Of course that didn’t happen. Instead, Kit gets special dispensation to keep her knives, and a cute teenage boy bodyguard. Because he’ll be able to keep her safe. As opposed to her training and weapons.

Then she has the privilege of spending the rest of the series fighting on behalf of the misogynist shiteaters who keep trying to kill, main, or rape her. Sit back everyone, and watch this train derail.

The point of a YA Dystopian is freedom from oppression, and coming into your own power. Not exchanging one form of slavery for another.  Or being dependent on someone else to protect you when you’re 150% capable to taking care of yourself. I always tell my clients that shack up with a new man right after we’ve kicked the abusive husband to the curb to “Trade Up.”

Kit did not trade up.

Raksha

Beyond the blatant and unchallenged misogyny rampant in the book (though there is a super-special woman-hater who keeps whining about all the misandry, and how men just don’t have enough power), you’ll need to be prepared to ignore some bizarrely inept world-building.
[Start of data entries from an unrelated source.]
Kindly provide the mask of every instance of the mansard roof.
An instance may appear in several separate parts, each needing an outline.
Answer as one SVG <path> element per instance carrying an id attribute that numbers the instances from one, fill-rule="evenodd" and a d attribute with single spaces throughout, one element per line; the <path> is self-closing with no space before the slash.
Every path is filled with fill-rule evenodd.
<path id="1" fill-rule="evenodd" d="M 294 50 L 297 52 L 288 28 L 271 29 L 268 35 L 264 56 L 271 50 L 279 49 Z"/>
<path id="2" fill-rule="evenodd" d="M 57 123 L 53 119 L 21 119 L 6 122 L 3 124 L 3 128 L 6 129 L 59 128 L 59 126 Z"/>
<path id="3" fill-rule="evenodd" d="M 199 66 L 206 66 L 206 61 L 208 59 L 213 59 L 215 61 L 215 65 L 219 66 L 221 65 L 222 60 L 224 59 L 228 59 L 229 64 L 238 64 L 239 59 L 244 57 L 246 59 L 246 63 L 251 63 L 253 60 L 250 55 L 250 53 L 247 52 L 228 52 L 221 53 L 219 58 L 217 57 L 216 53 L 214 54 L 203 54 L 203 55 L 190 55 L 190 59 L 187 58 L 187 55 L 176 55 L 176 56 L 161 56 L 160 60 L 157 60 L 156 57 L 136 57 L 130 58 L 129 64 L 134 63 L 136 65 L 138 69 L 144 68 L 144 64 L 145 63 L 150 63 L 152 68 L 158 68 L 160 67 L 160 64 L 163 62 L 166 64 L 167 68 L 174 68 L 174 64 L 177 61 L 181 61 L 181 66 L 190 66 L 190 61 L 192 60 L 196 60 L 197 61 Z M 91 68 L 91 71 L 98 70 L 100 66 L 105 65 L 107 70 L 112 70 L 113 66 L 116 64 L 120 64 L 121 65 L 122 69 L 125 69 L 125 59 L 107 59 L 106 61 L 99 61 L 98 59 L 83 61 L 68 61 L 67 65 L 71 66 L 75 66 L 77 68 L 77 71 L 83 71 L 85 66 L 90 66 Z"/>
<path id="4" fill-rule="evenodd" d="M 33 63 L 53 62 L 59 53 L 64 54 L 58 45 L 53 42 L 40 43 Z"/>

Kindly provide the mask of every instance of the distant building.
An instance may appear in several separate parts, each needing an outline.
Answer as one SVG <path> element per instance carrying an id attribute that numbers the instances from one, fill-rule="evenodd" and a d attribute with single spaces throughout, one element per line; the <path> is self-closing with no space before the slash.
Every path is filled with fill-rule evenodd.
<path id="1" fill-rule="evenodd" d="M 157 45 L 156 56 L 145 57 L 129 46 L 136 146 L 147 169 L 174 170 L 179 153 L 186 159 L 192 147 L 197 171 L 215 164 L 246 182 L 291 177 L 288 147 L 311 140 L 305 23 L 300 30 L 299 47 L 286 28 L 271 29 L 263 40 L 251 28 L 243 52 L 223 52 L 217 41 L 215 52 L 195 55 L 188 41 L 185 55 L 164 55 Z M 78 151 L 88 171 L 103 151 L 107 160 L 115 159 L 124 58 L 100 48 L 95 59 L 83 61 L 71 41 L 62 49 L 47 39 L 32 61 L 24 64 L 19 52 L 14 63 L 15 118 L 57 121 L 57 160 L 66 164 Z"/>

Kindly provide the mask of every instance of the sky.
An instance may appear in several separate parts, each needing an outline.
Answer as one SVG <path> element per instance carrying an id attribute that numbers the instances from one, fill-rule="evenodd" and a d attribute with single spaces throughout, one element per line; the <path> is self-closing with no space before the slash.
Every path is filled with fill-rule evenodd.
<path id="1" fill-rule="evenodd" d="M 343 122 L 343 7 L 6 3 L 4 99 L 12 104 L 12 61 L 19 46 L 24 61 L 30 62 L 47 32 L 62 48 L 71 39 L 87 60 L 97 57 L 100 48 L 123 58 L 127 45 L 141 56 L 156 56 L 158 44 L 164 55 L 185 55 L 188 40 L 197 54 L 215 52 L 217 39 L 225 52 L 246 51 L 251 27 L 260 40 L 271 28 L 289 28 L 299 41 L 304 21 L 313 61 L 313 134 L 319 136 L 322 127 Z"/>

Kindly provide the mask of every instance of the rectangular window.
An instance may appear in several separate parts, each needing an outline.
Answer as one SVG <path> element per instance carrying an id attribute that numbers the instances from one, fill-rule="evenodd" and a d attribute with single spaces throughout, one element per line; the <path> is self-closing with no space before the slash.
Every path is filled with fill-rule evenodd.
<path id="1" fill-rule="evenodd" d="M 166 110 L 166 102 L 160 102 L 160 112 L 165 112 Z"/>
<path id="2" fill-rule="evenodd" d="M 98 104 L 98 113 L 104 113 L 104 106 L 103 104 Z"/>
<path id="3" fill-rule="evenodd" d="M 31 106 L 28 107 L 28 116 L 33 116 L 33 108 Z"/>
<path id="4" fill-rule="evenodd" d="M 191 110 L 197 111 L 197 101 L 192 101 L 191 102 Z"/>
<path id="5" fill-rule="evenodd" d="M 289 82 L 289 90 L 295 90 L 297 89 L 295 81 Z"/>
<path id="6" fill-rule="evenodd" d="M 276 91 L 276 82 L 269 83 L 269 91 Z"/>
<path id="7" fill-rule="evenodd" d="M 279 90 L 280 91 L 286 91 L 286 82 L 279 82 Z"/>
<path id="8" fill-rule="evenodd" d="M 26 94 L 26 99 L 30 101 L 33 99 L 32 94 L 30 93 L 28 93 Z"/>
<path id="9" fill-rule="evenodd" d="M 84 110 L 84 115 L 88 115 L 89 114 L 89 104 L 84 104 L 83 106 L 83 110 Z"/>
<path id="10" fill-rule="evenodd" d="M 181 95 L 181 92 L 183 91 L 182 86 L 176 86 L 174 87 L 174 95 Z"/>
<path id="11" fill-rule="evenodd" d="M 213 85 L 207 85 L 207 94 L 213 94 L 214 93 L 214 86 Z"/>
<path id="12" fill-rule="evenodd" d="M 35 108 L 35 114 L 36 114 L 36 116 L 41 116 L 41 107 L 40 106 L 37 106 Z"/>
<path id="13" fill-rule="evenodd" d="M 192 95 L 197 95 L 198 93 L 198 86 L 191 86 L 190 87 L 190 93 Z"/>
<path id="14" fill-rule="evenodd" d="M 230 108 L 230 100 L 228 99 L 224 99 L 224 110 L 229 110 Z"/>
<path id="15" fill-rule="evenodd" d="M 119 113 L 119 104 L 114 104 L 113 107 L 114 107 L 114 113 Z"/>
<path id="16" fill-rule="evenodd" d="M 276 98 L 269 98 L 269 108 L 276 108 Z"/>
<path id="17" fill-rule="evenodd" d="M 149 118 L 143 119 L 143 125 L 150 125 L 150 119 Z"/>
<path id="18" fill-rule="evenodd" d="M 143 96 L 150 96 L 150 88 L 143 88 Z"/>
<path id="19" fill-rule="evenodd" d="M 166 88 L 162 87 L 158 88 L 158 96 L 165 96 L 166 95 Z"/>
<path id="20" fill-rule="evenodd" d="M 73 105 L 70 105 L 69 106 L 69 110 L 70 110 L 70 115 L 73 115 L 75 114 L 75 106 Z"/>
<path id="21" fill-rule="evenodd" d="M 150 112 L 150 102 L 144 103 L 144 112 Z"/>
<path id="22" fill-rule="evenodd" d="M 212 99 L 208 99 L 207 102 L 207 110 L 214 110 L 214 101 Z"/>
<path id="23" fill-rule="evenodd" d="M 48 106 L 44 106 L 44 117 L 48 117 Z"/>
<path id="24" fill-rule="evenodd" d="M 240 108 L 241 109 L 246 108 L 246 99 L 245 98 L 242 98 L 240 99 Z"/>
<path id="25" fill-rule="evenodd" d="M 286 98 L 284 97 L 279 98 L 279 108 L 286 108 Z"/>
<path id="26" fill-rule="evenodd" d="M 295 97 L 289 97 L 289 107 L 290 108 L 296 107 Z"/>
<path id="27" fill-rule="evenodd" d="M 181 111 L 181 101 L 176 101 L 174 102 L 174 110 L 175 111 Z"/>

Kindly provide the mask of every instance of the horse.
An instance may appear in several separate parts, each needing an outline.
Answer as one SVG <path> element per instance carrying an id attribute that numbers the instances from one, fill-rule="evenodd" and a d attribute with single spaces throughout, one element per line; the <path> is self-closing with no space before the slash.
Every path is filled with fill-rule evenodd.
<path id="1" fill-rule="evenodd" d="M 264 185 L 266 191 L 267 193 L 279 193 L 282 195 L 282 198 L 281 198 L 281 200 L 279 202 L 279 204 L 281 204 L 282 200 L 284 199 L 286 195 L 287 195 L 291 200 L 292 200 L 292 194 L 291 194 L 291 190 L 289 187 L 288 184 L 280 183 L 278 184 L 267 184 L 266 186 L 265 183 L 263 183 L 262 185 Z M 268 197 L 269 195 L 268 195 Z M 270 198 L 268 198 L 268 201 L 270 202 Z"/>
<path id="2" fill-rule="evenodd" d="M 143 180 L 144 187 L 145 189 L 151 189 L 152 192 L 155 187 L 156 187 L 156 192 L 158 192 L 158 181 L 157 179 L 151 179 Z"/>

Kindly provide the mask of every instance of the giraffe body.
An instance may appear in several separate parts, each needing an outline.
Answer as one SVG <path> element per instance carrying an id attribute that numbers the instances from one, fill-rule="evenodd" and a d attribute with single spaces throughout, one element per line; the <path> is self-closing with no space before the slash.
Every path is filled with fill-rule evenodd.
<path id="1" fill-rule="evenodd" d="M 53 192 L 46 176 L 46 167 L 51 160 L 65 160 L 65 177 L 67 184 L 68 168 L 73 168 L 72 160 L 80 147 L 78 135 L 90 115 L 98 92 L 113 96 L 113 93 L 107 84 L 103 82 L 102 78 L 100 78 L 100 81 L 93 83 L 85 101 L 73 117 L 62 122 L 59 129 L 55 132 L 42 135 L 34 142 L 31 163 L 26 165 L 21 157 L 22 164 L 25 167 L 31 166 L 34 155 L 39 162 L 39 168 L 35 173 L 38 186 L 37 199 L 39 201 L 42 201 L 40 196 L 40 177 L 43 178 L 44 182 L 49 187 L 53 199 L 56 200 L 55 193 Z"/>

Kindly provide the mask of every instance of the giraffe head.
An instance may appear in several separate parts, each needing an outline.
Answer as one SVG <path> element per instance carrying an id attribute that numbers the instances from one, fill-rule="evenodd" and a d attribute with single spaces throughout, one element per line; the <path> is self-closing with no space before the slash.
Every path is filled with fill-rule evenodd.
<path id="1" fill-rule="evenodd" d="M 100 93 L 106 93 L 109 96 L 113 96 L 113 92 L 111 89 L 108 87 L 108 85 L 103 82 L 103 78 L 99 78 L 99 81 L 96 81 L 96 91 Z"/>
A particularly pathetic example pops up when Freetown discusses their trading practices with Sanctuary. Apparently the high-tech walled-off city ships mass quantities of grain and other food out to the country towns in exchange for high-quality weapons produced by artisans out in the sticks.

No really, it makes sense! So long as you don’t know how industry and farming work, but do accept any and all points of plot convenience. (There are many more, this is the just the most blatantly moronic of them.)

Halo was originally published in May of 2013 as Raksha. I prefer the original cover. Kit looks a bit more like the ass-kicking knife-master she is, and less like an indecisive girl wandering aimlessly through a poorly depicted world. Oh, wait…..

Escape Rating: D- for the extreme douchebaggery of taking a goddamn champion gladiator and forcing her to defend a deeply misogynist city. Take a hint from your revamped cover Kit, and walk the fuck away.